From Mark Miller, Founder and Editor, EndUserSharePoint.com: This is the second in a series of articles celebrating the publication of 500 articles at EndUserSharePoint.com
The SharePoint playing field is long and broad. Pick an area and make it yours. Here at EndUserSharePoint.com, our focus is on the End User.
After a year of writing and editing SharePoint content, with over 500 articles and 5500+ Weekly Newsletter subscribers, it’s time for us to redefine exactly who our End User audience is, based upon who is reading the site, who is participating in the Stump the Panel Q&A Forum, and who our authors are.
Defining the Segments of the SharePoint End User Community
Based upon the highly analytical approach of me scanning comments, observing Stump the Panel and getting daily emails from our readers, I’ve broken the SharePoint End User Community into three, broad segments:
- Information Worker
- Power User
- Site Collection Administrator
Like I said, broad playing fields. Yes, Information Workers can be broken down into subgroups. So can Power Users, but in general these three categories can handle most of the content we produce here.

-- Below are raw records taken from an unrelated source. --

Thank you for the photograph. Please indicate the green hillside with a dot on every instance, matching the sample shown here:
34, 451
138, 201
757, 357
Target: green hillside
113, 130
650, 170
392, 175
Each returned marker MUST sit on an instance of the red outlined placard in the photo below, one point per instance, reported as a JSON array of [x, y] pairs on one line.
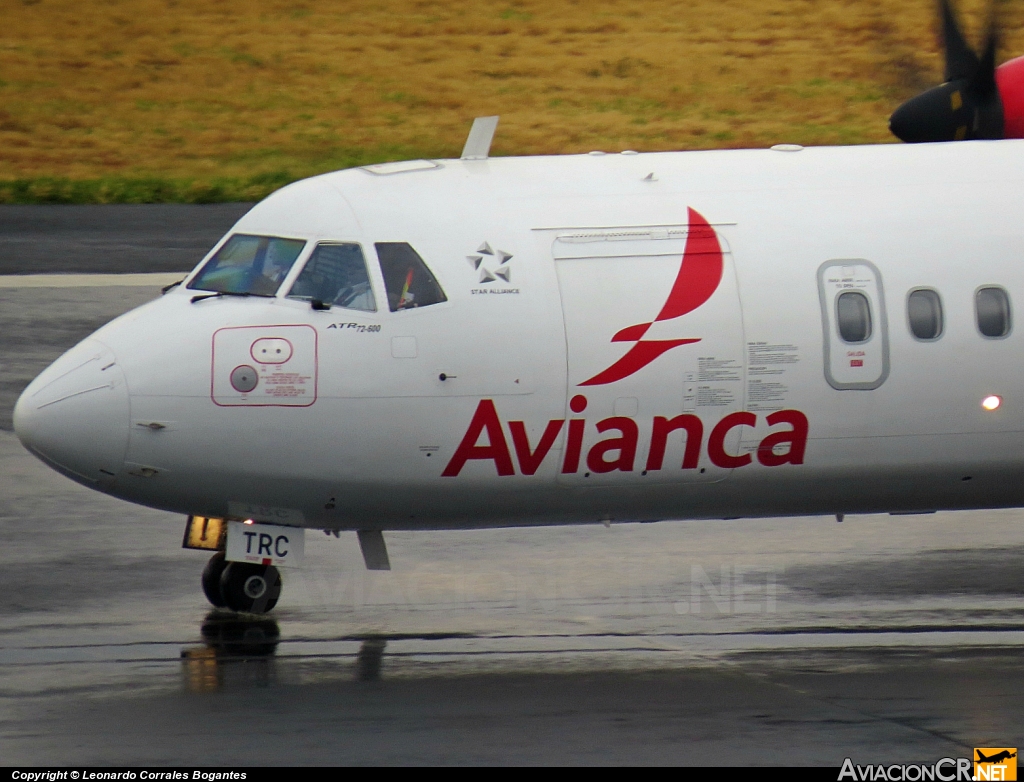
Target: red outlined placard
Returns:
[[264, 366]]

What are the types of content each segment of the End User community can expect from us? Who will be providing the content? I’ve been hashing this out for the past two weeks, trying to find the best way to provide the most useful content to the broadest spectrum of the SharePoint community.
So what’s the plan?
Here is the model I plan to use for the next year.
Take each End User segment, define what that segment is, determine the type of content relevent to that segment, estimate what total percentage of the reading community resides within that segment, and then allocate authors and topics.
What we are going to do here is take a subject and really drill down for you. As an example, you only have to look as far as Dessie Lunsford’s Taming the Elusive Calculated Column series, or Paul Grenier’s jQuery for Everyone series to see how this can work.
How it will work
I’ve asked each of our regular authors to choose a topic and create a series of articles on that topic. In addition to Paul and Dessie, we have commitments for the creation of:
- Data Web Forms and Databases - Greg Maass
- Common Business Scenarios - John Ross and Nicola Young
- Getting End User Buy In - Lee Reed
- Case Studies and SharePoint War Stories - Michael Hinckley
- Seamless Team Work, Weekly Workshop - Michael Sampson
- SPD Workflow - Paul Galvin, SharePoint MVP
- Mind Mapping for SharePoint - Ruven Gotz
- Fantastic 40 Templates - Toni Frankola
- CQWP and XSLT - Waldek Mastykarz, SharePoint MVP
- SharePoint Designer - Woody Windischman
What’s next?
That should get you pretty excited. I know I can’t sit still when I read that list. These people have real world experience they are willing to document and hand over to the SharePoint community and EndUserSharePoint.com is where they’ve chosen to put it.
I consider it an honor to publish these authors and I know they will appreciate your continuing support through your comments and feedback as they provide the best SharePoint End User content available anywhere.